Everything is a reminder of the 'healthy' me, the 'old' me.
Sometimes I cannot stand it, it drives me insane.

Outside my window, looking out from the bed I'm forced to spend so much time in, there's my street, memories of walking – or running – down there with my surfboard, body board, or just a towel with my best friend desperate for a swim to escape the harsh summer heat.

We were once in separable...

There, there's my school. The school where I was both the 'old' me and the 'new' me, I am no longer sure who is the real me. All that I ever was, it was stripped away from me overnight. We'll drive past while kids are dressed in their PE uniform running the cross country course. It is like a stab to my heart, every time. In them, I see myself. I see my old self running, like a ghost from the past.

Out the back, there's my garden. It's there I used to let off steam in the afternoon shooting hoops. Kicking a ball around, mucking around with friends. It was so normal to have endless energy.

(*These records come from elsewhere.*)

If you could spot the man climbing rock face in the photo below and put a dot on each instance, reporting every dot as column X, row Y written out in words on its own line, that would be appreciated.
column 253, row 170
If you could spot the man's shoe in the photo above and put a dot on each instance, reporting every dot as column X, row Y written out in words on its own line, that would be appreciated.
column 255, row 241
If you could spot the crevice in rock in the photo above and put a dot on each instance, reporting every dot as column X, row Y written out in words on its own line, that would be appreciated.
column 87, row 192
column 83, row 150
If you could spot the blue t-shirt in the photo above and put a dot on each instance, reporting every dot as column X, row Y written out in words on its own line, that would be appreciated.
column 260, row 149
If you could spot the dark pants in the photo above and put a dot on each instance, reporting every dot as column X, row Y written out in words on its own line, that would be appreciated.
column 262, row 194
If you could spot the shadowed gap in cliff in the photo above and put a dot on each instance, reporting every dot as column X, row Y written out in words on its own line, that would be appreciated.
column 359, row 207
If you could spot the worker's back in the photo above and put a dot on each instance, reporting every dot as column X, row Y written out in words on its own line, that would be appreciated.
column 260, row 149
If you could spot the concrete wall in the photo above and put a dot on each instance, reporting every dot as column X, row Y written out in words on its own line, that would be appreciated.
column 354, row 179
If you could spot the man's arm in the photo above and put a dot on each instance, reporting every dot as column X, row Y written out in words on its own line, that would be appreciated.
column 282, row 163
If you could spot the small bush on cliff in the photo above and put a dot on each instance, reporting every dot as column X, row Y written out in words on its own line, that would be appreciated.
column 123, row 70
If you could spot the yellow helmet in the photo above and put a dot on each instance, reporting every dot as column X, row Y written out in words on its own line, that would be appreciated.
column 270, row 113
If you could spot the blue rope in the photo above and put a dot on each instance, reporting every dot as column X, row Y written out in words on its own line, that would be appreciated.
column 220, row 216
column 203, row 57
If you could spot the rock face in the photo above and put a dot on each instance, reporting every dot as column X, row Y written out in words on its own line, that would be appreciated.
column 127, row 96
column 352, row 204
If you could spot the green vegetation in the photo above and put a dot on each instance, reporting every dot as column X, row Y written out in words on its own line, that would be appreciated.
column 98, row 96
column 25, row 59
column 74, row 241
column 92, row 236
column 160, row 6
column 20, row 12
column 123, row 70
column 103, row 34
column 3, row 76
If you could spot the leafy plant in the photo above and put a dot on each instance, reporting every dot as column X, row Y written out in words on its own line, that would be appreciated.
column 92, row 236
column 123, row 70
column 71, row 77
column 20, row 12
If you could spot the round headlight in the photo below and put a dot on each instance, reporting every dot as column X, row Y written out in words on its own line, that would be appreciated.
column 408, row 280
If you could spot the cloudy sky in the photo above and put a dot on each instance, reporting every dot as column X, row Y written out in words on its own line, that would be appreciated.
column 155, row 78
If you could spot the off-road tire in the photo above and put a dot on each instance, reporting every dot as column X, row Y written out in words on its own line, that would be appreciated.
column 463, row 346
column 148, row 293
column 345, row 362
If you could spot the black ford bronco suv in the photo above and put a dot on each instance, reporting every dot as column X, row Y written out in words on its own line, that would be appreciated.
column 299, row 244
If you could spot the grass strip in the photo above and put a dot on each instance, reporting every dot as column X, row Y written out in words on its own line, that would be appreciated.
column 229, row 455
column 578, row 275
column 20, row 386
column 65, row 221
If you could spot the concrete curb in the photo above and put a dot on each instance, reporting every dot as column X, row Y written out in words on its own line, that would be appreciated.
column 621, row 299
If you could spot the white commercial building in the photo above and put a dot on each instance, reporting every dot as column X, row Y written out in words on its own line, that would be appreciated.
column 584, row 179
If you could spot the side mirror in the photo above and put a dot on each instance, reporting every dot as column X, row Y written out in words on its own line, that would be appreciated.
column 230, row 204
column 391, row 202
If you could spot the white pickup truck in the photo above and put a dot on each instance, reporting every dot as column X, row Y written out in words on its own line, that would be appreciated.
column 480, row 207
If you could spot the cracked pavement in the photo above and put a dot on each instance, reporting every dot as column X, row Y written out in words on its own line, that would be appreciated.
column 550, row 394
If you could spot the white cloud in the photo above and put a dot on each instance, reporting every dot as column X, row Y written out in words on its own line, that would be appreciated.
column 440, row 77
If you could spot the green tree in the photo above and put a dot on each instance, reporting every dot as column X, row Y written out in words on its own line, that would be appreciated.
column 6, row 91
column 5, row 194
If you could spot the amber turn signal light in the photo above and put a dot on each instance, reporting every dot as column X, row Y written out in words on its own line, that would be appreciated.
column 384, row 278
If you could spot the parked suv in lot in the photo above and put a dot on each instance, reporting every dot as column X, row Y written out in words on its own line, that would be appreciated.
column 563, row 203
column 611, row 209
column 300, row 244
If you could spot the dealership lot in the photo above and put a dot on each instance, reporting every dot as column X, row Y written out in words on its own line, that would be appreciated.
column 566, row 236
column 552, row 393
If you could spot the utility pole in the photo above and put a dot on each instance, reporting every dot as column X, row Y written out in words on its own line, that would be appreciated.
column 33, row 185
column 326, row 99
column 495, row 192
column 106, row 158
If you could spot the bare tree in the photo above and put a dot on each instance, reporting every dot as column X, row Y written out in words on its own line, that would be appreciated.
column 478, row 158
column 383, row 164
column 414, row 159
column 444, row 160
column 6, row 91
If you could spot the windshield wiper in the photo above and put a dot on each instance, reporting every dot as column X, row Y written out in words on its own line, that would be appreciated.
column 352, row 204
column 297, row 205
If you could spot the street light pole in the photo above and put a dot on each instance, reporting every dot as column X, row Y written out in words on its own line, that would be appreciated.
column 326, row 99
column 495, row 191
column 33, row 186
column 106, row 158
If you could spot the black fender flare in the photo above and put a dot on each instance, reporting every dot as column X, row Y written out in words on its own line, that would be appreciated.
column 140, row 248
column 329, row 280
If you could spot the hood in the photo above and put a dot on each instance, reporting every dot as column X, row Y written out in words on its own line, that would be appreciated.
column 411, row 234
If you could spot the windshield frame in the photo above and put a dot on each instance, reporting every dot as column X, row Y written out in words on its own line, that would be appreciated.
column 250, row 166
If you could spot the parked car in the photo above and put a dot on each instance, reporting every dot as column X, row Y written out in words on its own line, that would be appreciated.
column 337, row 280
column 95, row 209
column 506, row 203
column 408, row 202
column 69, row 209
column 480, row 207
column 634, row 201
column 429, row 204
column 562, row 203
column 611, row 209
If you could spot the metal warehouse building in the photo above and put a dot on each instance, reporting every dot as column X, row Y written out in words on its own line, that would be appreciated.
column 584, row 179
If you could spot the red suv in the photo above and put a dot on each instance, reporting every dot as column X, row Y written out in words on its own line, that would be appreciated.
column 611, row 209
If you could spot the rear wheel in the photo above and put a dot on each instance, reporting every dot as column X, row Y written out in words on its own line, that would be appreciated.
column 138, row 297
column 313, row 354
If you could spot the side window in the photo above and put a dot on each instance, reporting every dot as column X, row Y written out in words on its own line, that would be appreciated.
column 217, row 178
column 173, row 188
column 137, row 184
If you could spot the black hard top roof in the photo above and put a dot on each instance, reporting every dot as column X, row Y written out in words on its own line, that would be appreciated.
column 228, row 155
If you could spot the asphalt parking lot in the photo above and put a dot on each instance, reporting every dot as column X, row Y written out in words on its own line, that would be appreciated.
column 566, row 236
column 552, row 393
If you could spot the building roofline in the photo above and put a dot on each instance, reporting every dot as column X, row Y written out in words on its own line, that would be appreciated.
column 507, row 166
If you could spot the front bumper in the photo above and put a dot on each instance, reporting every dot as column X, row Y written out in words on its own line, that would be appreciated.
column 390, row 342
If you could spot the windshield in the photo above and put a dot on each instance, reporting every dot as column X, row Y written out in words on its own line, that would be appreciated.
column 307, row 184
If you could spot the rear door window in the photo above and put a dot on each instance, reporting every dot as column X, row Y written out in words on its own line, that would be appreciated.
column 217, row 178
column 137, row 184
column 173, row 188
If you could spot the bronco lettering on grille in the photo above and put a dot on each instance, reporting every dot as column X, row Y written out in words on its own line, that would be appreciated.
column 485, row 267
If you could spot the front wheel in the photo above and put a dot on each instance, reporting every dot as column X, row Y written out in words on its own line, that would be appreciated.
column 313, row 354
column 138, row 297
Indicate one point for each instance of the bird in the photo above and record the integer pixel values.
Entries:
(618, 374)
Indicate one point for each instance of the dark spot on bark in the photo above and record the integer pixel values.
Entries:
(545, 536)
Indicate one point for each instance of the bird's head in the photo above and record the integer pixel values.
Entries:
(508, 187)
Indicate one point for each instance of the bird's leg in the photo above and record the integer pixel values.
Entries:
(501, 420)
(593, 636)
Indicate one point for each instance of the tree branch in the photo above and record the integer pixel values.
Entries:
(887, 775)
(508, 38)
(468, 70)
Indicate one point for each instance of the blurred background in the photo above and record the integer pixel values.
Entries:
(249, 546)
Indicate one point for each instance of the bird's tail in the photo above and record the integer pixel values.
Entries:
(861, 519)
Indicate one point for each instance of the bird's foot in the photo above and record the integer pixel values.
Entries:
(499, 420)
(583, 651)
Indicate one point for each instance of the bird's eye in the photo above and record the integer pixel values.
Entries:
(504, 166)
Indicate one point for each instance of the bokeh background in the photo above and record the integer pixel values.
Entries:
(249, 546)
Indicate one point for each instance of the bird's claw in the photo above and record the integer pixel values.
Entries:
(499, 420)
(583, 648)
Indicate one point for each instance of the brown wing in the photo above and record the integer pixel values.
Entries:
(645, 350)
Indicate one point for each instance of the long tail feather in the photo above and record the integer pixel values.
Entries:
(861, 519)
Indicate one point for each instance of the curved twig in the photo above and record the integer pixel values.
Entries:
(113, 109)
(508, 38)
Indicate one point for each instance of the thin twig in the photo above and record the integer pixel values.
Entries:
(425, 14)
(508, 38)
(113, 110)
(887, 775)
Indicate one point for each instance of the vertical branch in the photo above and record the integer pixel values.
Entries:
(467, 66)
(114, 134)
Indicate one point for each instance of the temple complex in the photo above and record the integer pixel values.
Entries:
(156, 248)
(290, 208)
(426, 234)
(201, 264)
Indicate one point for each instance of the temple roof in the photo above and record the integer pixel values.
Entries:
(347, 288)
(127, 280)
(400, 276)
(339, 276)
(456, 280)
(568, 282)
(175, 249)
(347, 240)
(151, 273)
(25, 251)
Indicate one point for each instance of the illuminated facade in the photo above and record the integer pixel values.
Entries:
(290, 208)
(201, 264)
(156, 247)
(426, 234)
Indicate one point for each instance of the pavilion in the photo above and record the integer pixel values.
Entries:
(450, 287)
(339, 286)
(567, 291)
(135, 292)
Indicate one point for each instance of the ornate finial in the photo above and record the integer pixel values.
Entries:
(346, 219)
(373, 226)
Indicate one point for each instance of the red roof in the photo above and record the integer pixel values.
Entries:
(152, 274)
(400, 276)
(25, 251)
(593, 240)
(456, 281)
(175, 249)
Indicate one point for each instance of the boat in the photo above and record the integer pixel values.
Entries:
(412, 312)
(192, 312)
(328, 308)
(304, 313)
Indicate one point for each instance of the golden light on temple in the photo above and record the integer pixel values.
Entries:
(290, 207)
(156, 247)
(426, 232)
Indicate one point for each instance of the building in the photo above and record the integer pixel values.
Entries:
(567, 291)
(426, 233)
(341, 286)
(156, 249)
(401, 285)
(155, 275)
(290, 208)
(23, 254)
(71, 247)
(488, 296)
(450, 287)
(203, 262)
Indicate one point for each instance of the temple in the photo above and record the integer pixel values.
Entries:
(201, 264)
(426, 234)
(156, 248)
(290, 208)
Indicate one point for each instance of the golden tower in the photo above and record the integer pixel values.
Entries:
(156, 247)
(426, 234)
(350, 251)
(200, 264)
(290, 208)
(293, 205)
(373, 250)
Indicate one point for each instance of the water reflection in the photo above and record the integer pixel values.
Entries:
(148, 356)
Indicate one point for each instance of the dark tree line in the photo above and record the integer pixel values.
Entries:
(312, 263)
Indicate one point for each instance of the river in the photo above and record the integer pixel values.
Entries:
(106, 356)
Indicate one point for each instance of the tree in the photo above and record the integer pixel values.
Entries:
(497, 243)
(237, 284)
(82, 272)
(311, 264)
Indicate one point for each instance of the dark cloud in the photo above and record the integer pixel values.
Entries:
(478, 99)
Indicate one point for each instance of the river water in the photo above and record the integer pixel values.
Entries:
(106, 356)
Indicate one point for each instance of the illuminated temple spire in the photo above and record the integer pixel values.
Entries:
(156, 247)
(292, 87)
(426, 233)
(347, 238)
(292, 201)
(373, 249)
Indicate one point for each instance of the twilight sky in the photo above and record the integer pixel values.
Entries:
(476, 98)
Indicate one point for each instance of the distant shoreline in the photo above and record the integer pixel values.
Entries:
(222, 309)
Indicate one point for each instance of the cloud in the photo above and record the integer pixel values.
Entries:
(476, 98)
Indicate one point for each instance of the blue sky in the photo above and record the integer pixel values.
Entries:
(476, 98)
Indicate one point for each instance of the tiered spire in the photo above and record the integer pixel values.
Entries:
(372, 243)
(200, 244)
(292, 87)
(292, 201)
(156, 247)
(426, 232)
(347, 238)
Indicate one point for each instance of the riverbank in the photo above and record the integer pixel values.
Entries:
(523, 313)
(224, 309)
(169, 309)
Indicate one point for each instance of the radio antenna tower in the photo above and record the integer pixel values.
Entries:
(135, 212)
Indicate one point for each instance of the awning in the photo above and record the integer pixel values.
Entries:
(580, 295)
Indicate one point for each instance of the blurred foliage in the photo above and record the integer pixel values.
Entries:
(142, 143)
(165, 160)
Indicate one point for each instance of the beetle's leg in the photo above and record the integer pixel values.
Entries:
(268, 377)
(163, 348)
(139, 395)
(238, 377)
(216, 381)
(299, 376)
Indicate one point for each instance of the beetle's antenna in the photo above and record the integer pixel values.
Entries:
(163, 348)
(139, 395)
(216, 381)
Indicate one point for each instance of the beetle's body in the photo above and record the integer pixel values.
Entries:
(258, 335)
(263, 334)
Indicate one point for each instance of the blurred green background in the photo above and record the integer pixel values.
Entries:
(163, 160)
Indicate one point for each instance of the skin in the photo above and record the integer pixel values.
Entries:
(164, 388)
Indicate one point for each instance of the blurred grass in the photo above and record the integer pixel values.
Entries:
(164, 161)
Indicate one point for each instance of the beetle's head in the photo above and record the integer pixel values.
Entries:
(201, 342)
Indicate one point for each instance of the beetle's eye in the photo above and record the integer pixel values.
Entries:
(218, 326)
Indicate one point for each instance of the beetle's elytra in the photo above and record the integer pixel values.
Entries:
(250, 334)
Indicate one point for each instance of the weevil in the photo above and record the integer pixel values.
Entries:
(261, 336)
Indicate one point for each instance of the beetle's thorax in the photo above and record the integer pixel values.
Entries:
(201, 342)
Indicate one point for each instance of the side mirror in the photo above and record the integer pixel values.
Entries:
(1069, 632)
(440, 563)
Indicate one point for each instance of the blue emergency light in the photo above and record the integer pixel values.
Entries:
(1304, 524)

There, there's the beach. The beach where I spent every afternoon after school, swimming, getting smashed on the surfboard, sucked out around by the whirlpool that appeared in the early evenings. The beach I ran along at 6am in the morning before school, watching the sunrise over the ocean.

I want to erase it all, these ghosts of the past. Sometimes I want to smash it all to pieces, get as far away from here as possible, because the anger and hurt takes over and I feel like screaming that I cannot take it anymore.
Illness changes everything. It steals your identity. It stole my teenage years, ripped them away, over before their time, it's stealing my youth, out of my control. You find out who your real friends are, it hurts so much to lose people who you once considered your closest of friends.

I want to live what most take for granted. Study full time, get assignments done on time (even if you start them the night before), achieve marks to my full potential, be able to go out with friends, have a job, drive a car, do all those priceless things I took for granted all those years ago, back when I was healthy, luckier than I knew. I want to be able to get out of bed every day, I want to feel alive, I want to be free of pain. Just the pain alone is suffocating me. Pushing me to my limit.

I would do anything for just one more day of health, just imagine the things I could do!

All that I intended to be, is no longer what I strive to be.
I want to be so much more than I once intended to be.

The grief for what I've lost over these years will never leave me, it will always hurt, but I've let go. Not completely, it surfaces from time to time, without warning, but I know that after all I have been through I am better for it. Life seems so much better on the other side, the girl that I was, she wasn't the lucky one – I am. Not that I can always see it.

If you have your health, don't take it for granted. It is more precious than you can possibly comprehend until you've lost it. Please, never waste it.


Sometimes, I do get sick of having to put on a facade to the outside world, to conceal the hell I deal with everyday being in my own body, and the behind the scenes that no one gets to see. People can't understand what they can't see, they can't understand how ill you are if its not visible, if they only see you when you're able to get out of the house, they can't comprehend that you're in agony everyday when you look just fine. But still, I prefer to just smile and get on with things. I hope through my writing though, people can understand it just a little more... even the invisible.

1 comment:

Anderson said...

Consider that if a greal deal of what "you intended to be" initially, was the result of conditioning, then maybe you have not yet realized what your true potential might be.

"He who can no longer pause to wonder and stand rapt in awe, is as good as dead; his(her) eyes are closed."